Downstream slow — circuit breaker and backpressure
Scenario
A partner API or internal microservice degrades from 50ms to 30s. Your service keeps calling it: threads block, queues grow, memory rises, and everything times out—even endpoints that do not use that dependency. You need fail fast, bounded concurrency per downstream, and a breaker that stops hammering the sick service.
After reading, you should be able to:
- Explain circuit breaker states and how they differ from a timeout alone.
- Combine timeouts, bulkheads, and bounded queues to stop unbounded work.
- Configure Resilience4j-style breakers and measure open/half-open behavior.
- Design fallbacks without hiding data corruption — pair with idempotency.
Why — slow dependencies infect the caller
Without limits, each incoming request may block a thread waiting on a sick downstream. Under load, all threads sit in socket read → thread pool exhausted, new requests queue at the edge, and the failure propagates upstream. A circuit breaker stops calling the failing dependency for a cooldown period after error rate or slowness crosses a threshold—fail fast instead of queue forever. Backpressure means rejecting or shedding work when you cannot process it, rather than buffering without bound.
Timeout alone is not enough
- Every request still tries the call until timeout—wastes threads and overloads the already sick service.
- Breaker opens → immediate rejection (or fallback) for most calls; occasional probes in half-open.
Circuit states
| State | Behavior |
|---|---|
| Closed | Normal calls; failures counted |
| Open | Calls fail fast (no downstream hit) |
| Half-open | Limited trial calls; success → closed, fail → open |
What — recognize unbounded queuing
- Symptoms — one downstream span dominates traces; thread dump shows many threads in HTTP read to same host; memory/queue depth grows; error rate rises service-wide.
-
Metrics
— Resilience4j
resilience4j.circuitbreaker.state, call not permitted count; Tomcat queue length; rejected executions. - Which dependency — trace aggregation by downstream service name.
-
Unbounded structures
—
LinkedBlockingQueuedefault capacity = Integer.MAX_VALUE; unboundedCompletableFuturechains; no limit on async retries.
How — layer defenses
1. Timeout (every outbound call)
# HttpClient / RestTemplate / WebClient connectTimeout: 2s readTimeout: 5s
Shorter than upstream gateway timeout — 502 guide.
2. Circuit breaker (Resilience4j example)
CircuitBreakerConfig config = CircuitBreakerConfig.custom()
.failureRateThreshold(50)
.waitDurationInOpenState(Duration.ofSeconds(30))
.slidingWindowSize(20)
.permittedNumberOfCallsInHalfOpenState(5)
.slowCallDurationThreshold(Duration.ofSeconds(3))
.slowCallRateThreshold(50)
.build();
CircuitBreaker breaker = CircuitBreaker.of("paymentApi", config);
Supplier<PaymentResult> decorated = CircuitBreaker
.decorateSupplier(breaker, () -> paymentClient.charge(req));
3. Bulkhead (limit concurrent calls per dependency)
Bulkhead bulkhead = Bulkhead.of("paymentApi",
BulkheadConfig.custom().maxConcurrentCalls(10).build());
// Only 10 threads can call payment at once; rest get BulkheadFullException fast
Prevents one slow API from consuming all HTTP workers.

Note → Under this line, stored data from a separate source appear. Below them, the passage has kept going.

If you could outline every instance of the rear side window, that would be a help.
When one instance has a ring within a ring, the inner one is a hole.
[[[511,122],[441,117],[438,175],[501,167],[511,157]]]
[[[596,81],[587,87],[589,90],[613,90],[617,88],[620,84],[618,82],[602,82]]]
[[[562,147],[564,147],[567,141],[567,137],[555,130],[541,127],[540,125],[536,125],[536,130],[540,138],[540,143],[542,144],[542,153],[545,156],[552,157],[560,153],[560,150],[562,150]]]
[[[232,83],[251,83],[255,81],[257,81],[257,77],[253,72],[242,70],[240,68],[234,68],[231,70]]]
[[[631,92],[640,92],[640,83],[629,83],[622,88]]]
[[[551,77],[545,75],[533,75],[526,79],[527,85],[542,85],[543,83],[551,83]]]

4. Bounded queue + reject policy
ThreadPoolExecutor executor = new ThreadPoolExecutor( 8, 8, 0L, TimeUnit.MILLISECONDS, new ArrayBlockingQueue<>(100), // bounded new ThreadPoolExecutor.AbortPolicy()); // fail fast when full
5. Fallback (careful)
- Return cached last-good response, degraded feature off, or 503 with retry-after.
- Do not fake success for payments—fail closed.

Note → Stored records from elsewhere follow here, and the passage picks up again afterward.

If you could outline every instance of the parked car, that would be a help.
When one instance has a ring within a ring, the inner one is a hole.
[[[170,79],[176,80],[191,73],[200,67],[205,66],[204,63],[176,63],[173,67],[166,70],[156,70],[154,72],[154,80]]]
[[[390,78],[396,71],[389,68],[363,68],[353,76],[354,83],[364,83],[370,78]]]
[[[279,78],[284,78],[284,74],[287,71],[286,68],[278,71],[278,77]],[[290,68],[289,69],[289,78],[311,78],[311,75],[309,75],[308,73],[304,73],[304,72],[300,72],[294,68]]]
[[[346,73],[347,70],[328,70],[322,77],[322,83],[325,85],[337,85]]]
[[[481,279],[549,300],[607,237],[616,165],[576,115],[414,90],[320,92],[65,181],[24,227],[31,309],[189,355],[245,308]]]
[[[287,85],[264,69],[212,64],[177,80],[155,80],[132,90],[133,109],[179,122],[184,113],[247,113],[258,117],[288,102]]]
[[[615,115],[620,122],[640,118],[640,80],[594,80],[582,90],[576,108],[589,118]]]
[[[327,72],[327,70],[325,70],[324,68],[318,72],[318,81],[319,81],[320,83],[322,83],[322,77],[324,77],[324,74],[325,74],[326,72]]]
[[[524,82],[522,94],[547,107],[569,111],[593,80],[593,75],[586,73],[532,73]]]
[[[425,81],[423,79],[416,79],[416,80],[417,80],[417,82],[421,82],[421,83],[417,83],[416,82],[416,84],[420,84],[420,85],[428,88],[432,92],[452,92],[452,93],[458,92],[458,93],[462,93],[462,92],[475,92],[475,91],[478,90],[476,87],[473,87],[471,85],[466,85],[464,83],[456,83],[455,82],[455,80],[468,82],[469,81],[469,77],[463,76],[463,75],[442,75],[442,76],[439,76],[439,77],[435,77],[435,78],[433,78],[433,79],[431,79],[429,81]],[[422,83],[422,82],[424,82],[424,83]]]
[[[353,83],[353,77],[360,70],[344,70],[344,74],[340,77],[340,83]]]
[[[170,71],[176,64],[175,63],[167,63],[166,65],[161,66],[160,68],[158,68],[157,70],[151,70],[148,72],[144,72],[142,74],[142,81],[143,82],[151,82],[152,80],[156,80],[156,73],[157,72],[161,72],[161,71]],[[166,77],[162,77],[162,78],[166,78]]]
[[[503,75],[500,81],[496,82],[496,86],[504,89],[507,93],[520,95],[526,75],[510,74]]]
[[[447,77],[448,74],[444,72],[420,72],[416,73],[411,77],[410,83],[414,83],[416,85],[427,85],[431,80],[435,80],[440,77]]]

- Fallback must be idempotent-safe — idempotency guide.
6. Stack order (typical)
Request → Bulkhead → CircuitBreaker → TimeLimiter → HTTP call
7. Observability and ops
- Alert when breaker open > 1 min.
- Dashboard: failure rate, slow call rate, not-permitted calls.
- Runbook: dependency status page; disable feature flag for optional path.
Verify
- Chaos: downstream fixed 10s delay → breaker opens; your API p99 stays bounded.
- Thread count stable; not all blocked on one host.
- Half-open recovery when dependency heals.
Interview one-liner
“I set aggressive timeouts, a bulkhead cap per downstream, and a circuit breaker on failure and slow-call rate so we fail fast instead of queuing unbounded threads— with a safe fallback or 503, and metrics on breaker state.”